There are other possible architectures for MySQL, including NBD Cluster, Percona, Galera, and several middleware solutions, including at least one available as a VM on VM Depot. As long as these solutions can replicate on unicast vs. multicast or broadcast and don't rely on shared storage or multiple network interfaces, the scenarios should be easy to deploy on Microsoft Azure.
These clustering architectures can be extended to other products like PostgreSQL and OpenLDAP in a similar fashion. For example, this load-balancing procedure with shared nothing was successfully tested with multi-master OpenLDAP, and you can watch it on our Channel 9 blog.
Get ready
You need the following resources and abilities:
- A Microsoft Azure account with a valid subscription, able to create at least two VMs (XS was used in this example)
- A network and a subnet
- An affinity group
- An availability set
- The ability to create VHDs in the same region as the cloud service and attach them to the Linux VMs
Tested environment
- Ubuntu 13.10
- DRBD
- MySQL Server
- Corosync and Pacemaker
Affinity group
Create an affinity group for the solution by signing in to the Azure portal, selecting Settings, and creating an affinity group. Allocated resources created later will be assigned to this affinity group.
Networks
A new network is created, and a subnet is created inside the network. This example uses a 10.10.10.0/24 network with only one /24 subnet inside.
Virtual machines
The first Ubuntu 13.10 VM is created by using an Endorsed Ubuntu Gallery image and is called hadb01
. A new cloud service is created in the process, called hadb. This name illustrates the shared, load-balanced nature that the service will have when more resources are added. The creation of hadb01
is uneventful and completed by using the portal. An endpoint for SSH is automatically created, and the new network is selected. Now you can create an availability set for the VMs.
After the first VM is created (technically, when the cloud service is created), create the second VM, hadb02
. For the second VM, use Ubuntu 13.10 VM from the Gallery by using the portal, but use an existing cloud service, hadb.cloudapp.net
, instead of creating a new one. The network and availability set should be automatically selected. An SSH endpoint will be created, too.
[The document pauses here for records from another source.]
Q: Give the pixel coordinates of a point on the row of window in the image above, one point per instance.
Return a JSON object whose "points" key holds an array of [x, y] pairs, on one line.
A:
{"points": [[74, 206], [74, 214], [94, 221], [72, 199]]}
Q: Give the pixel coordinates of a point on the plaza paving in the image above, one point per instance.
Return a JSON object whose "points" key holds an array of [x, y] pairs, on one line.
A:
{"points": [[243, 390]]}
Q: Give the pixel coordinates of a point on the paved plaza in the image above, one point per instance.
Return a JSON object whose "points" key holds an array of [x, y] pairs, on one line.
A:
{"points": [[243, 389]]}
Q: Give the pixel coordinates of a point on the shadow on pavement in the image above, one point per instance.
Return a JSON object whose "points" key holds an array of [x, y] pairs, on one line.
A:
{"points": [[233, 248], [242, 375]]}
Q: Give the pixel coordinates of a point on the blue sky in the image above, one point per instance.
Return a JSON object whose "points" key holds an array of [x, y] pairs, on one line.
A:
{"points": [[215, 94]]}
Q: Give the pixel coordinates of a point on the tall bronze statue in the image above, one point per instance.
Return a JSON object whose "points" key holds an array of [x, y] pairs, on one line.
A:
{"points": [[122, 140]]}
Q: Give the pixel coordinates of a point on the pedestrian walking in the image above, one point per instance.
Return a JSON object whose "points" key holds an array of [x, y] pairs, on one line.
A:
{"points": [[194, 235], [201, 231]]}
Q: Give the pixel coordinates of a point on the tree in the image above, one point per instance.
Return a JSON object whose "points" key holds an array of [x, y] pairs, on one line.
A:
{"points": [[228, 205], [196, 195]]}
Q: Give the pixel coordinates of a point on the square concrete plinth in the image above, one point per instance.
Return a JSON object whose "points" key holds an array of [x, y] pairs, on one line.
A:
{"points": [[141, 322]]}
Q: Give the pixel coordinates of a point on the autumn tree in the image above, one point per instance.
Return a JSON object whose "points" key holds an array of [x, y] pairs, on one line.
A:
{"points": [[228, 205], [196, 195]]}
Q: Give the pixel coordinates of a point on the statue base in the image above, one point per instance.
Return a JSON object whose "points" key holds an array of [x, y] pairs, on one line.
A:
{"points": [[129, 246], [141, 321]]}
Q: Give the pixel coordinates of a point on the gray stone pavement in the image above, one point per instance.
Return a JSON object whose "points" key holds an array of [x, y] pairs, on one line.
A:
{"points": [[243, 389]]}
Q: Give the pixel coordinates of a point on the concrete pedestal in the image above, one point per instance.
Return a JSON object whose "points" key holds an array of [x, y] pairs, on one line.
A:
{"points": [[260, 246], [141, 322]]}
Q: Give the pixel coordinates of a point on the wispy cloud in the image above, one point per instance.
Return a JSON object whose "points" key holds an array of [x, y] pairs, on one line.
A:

After both VMs have been created, take note of the SSH port for hadb01
(TCP 22) and hadb02
(automatically assigned by Azure).
Attached storage
Attach a new disk to both VMs and create 5-GB disks in the process. The disks are hosted in the VHD container in use for your main operating system disks. After disks are created and attached, there is no need to restart Linux because the kernel will see the new device. This device is usually /dev/sdc
. Check dmesg
for the output.
On each VM, create a partition by using cfdisk
(primary, Linux partition) and write the new partition table. Do not create a file system on this partition.
Set up the cluster
Use APT to install Corosync, Pacemaker, and DRBD on both Ubuntu VMs. To do so with apt-get
, run the following code:
sudo apt-get install corosync pacemaker drbd8-utils.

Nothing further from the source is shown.